LES flamelet-progress variable modeling and measurements of a turbulent partially-premixed dimethyl ether jet flame

Abstract

In the present study the flame structure of a piloted partially-premixed dimethyl ether flame (DME-D), which is based on the Sydney/Sandia piloted jet burner flame series, is investigated using an LES-flamelet-progress variable approach (LES-FPV). Simulation results are used together with a comprehensive experimental data set including multi-scalar measurements of temperature and major species from Raman/Rayleigh scattering, intermediate species CH2O and OH from laser induced fluorescence (LIF) and velocity data from particle image velocimetry (PIV). The comparison between numerical and experimental data includes the mean and the root mean square (RMS) radial profiles for velocity, mixture fraction, temperature and mole fractions of major species at different downstream locations.
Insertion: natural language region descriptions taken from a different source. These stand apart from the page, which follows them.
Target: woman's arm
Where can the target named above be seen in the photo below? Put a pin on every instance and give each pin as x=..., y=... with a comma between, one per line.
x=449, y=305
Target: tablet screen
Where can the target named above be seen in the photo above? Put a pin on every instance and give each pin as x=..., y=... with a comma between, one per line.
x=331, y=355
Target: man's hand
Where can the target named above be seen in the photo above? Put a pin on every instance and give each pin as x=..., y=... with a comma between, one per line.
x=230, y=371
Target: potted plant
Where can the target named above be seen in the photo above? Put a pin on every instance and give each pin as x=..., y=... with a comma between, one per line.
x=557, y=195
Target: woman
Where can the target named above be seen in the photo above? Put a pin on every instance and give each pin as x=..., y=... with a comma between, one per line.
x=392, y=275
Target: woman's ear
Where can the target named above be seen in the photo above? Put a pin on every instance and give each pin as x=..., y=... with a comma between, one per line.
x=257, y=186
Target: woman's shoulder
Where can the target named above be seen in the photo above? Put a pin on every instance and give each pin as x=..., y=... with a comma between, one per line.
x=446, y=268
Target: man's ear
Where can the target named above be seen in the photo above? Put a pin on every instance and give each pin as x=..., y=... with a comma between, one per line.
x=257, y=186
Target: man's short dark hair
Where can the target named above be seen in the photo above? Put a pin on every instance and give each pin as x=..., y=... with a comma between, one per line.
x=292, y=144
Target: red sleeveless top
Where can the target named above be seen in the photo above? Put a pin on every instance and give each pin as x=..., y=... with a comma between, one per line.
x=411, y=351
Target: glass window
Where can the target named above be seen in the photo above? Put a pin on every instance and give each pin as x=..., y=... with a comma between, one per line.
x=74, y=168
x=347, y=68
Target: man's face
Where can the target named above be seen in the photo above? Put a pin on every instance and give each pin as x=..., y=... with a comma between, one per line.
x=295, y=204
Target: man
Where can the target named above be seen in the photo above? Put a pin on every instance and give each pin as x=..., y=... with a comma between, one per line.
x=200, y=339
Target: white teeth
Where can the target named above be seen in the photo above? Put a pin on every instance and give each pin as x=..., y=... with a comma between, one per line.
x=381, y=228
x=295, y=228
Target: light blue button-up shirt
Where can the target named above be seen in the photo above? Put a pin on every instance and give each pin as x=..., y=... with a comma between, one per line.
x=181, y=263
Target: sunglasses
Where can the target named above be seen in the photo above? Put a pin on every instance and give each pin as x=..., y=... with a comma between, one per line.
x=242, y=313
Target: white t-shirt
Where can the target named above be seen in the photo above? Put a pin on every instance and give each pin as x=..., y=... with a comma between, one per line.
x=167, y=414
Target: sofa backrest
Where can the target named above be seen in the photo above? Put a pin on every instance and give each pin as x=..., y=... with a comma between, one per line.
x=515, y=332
Furthermore, species distributions conditioned on the experimentally accessible mixture fraction are compared and differences between DME and methane flames are discussed. In addition to this comparison, the computation of CH2O-LIF and OH-LIF signals as well as the effective Rayleigh cross-section was incorporated into the flamelet-progress variable approach. The filtered and time-averaged numerical results are then directly compared with the corresponding experimental signals at different axial positions. The characteristic separation of instantaneous CH2O and OH fields, which was previously observed in simultaneous LIF measurements, is discussed and analyzed based on the underlying flamelet structures. Finally, modeling assumptions from the experimental post-processing for the effective Rayleigh cross-section, which were introduced to account for the experimentally inaccessible intermediate hydrocarbons, are evaluated using the detailed species composition from the numerical simulations.